В средневековых литературных произведениях об Артуре, Гвиневре и Ланселоте также звучали осуждающие ноты, но без ощущения безысходности: более того, у Томаса Мэлори, чей роман послужил источником множества изобразительных и литературных сюжетов, подразумевается «happy end», насколько это вообще возможно в эпическом жанре, где только смерть главных героев может окончить повествование. Ланселот был взят на небо за добрые дела и мужество, а королеве бог простил ее женские слабости – ведь ее возлюбленный был лучший из лучших, и устоять перед ним было невозможно.

В теннисоновском сборнике поэм гибель королевства есть следствие разложения королевского двора, а оно, в свою очередь, происходит именно от лицезрения всеми многолетней любви между Ланселотом и Гвиневрой: через это безнравственное зрелище порча проникает в ряды рыцарей.

Когда же стала
Земля свободной, а Гиньевра грешной,
Вы принялись, чтоб выказать свой ум,
Болтать о том, что королем Артур
Стал только лишь по милости друзей,
А не по праву. И на сем играя,
Вы начали стремительно спускаться
Дорогой Князя Тьмы все ниже, ниже
И под конец спустились низко так,
Что пред великим озером огня
Попрали клятвы, данные Артуру.
(Перевод В. Лунина)

Чувствуется разница между мироощущением автора XV века, чье воображение живо рисует страшные последствия крестовых походов, опустошавших не только страны за морем, но и родину крестоносцев, – и взглядами викторианской эпохи, возлагавшей ответственность за любые катаклизмы на падение нравов.

Очевидно, в силу своей близости моральной догме XIX века «Королевские идиллии» пользовались у читательской аудитории большей популярностью, чем в кругу профессиональной критики. Публика, как правило, желает узнавать свои собственные чувства и мысли в образах и действиях персонажей, невзирая на отдаленность описанного во времени и пространстве.
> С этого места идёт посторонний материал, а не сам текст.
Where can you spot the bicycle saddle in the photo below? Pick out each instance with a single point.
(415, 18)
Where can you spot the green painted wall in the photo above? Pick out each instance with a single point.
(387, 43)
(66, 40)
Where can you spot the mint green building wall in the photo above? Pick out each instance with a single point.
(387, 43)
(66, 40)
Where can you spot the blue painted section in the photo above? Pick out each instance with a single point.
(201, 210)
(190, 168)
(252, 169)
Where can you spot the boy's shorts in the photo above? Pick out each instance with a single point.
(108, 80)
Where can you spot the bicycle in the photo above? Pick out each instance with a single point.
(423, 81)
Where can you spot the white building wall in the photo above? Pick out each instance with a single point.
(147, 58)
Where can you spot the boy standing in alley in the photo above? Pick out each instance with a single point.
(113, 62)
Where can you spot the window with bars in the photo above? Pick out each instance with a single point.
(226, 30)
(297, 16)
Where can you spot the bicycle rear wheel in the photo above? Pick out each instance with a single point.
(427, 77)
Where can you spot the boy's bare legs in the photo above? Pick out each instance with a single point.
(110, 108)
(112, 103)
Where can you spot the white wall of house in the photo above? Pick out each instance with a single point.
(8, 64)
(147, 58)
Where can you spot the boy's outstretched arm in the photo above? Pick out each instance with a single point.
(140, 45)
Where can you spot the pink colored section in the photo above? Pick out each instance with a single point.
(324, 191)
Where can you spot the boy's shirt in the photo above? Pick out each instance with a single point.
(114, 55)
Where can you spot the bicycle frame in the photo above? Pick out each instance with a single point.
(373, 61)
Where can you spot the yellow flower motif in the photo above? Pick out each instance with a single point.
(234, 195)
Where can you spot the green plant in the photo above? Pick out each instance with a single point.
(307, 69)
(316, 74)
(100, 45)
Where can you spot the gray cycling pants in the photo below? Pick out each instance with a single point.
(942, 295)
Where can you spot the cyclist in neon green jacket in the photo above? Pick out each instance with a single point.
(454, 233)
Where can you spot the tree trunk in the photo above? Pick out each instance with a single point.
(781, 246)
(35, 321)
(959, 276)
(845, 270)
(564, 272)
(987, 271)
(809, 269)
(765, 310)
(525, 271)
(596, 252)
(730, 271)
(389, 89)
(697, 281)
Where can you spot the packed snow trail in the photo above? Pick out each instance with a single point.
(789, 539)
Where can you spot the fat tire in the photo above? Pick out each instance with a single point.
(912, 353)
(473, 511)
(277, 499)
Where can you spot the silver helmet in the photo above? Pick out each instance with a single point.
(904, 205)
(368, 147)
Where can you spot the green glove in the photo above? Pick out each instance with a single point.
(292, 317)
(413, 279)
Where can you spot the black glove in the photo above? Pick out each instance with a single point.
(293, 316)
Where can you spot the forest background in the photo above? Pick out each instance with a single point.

Чем ближе к современности сюжет произведения и трактовка образов, тем активнее сопереживает им аудитория. Артуровский цикл превращался в своего рода сериал, в котором обыденность облагораживали страсти, а великие герои и прекрасные дамы сходили с пьедестала, становились понятнее и ближе. Викторианская адаптация средневековых легенд оказала воздействие на их восприятие.

Литературоведы и писатели не искали узнавания себя в средневековых персонажах – они сравнивали новую версию жизнеописания Артура с трудами предшественников, иронизируя над дидактикой и прямолинейностью «Поэта-лауреата», как называли Теннисона в Великобритании. Писатель Джордж Мередит заявил, что теннисоновский Артур проповедует как «законченный поп», а поэт Алджернон Суинберн находил его «кретином-рогоносцем и резонером». Известный британский историк и философ, писатель-публицист Томас Карлейль, прочитав произведение Теннисона, написал в письме: «Леденец был превосходен!». Для некоторых художников, в том числе для Морриса и Бёрн-Джонса, этот вариант изложения артуровского цикла был слишком «сахариновым», они предпочитали книгу Мэлори, полную неукротимых страстей. Но «старшие» прерафаэлиты, тем не менее, решили воспользоваться шансом и поработать на излюбленную тему в области книжной графики.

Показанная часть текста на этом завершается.